I heard the familiar sound of the old engine on my Chevy pulling out of the driveway and slowly out of sight. I figured they would take my car just to make sure I wouldn't sneak off anywhere. When the sound had completely faded, I jumped out of my bed, slipped on a pair of ripped jeans and a sweatshirt before opening my window and stepping outside onto the sturdy tree. Although no one was home and I could have easily walked out the front door, I liked the tree outside my window better. Step by step I inched from the tree to the soft grass below my feet.

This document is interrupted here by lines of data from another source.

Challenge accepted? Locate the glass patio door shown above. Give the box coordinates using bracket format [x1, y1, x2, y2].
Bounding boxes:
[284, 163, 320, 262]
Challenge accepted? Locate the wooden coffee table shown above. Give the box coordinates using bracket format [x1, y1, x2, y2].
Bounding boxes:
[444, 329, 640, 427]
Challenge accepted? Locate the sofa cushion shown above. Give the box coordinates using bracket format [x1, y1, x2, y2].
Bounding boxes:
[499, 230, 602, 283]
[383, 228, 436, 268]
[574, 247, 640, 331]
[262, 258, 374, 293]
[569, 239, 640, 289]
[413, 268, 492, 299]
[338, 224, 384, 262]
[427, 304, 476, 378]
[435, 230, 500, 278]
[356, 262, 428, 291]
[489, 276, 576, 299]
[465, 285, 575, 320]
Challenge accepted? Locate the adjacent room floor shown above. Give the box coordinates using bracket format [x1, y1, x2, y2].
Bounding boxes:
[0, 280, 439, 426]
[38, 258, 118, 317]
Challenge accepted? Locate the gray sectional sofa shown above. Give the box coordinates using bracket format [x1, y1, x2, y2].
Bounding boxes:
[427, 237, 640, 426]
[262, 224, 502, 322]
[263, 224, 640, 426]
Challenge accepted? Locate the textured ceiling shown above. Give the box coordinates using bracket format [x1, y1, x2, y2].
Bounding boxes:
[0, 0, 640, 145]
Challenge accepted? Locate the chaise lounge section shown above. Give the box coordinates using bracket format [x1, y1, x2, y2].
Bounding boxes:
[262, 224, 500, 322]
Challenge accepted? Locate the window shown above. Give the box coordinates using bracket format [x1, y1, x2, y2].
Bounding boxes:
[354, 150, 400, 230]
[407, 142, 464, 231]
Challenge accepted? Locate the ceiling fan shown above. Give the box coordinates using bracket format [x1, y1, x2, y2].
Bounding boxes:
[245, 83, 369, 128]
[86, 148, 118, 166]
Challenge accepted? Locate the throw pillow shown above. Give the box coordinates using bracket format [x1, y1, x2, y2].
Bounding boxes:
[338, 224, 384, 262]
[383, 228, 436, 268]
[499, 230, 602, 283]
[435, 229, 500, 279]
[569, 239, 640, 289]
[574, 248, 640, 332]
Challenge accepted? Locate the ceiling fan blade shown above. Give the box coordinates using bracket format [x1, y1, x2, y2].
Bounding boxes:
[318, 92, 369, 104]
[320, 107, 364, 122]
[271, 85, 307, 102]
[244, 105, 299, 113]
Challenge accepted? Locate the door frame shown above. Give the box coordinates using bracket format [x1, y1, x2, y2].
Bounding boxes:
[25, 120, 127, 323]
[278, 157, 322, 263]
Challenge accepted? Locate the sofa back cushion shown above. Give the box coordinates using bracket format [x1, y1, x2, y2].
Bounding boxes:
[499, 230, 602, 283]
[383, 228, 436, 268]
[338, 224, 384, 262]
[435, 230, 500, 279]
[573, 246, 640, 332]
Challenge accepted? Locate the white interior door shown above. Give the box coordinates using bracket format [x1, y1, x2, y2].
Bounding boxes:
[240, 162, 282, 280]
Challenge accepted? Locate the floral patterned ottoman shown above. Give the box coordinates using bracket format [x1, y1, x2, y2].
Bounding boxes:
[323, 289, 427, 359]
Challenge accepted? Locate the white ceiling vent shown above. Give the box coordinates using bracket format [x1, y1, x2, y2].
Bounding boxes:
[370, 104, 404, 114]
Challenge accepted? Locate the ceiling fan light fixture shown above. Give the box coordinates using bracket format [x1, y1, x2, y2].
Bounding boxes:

I took the same route I had been taking. I went behind my house, over my neighbor's fence, down the street, and across the bridge all the way to what had become my new best friend, Dean's Creek. Surprisingly no one had wondered why it was called Dean's Creek, no one except me. Three days ago, I made up my own little story of the reason for the name. Dean was some bored guy who made a wooden sign with red letters painted on that said, DEAN'S CREEK to add some excitement to his boring life. It was pretty much a stupid and unoriginally boring story but my imagination was lacking these days because I had so many other things to worry about.

I stared into the rippling water oblivious to the rest of the world. The creek had officially become my new thinking place. It was almost serene in a way. The slow rhythmic sound of the rippling water was calming in a way and the warm April sun balanced out evenly with the cool breezes that made my skin tingle every so often. It felt like mine. It was undisturbed, peaceful, and whatever else I wanted it to be. I felt like I had gained control over something in my life, and if that something just happened to be a creek that was actually some guy named Dean ... then so be it.

The creek was bigger than other creeks. It almost seemed like a tiny river going through the forest. It looked like if anyone got into the water it would at least go above the waist. Because the creek was abandoned, the grass was overgrown with dead wood lying around in some places, but it never took away from the creek's beauty.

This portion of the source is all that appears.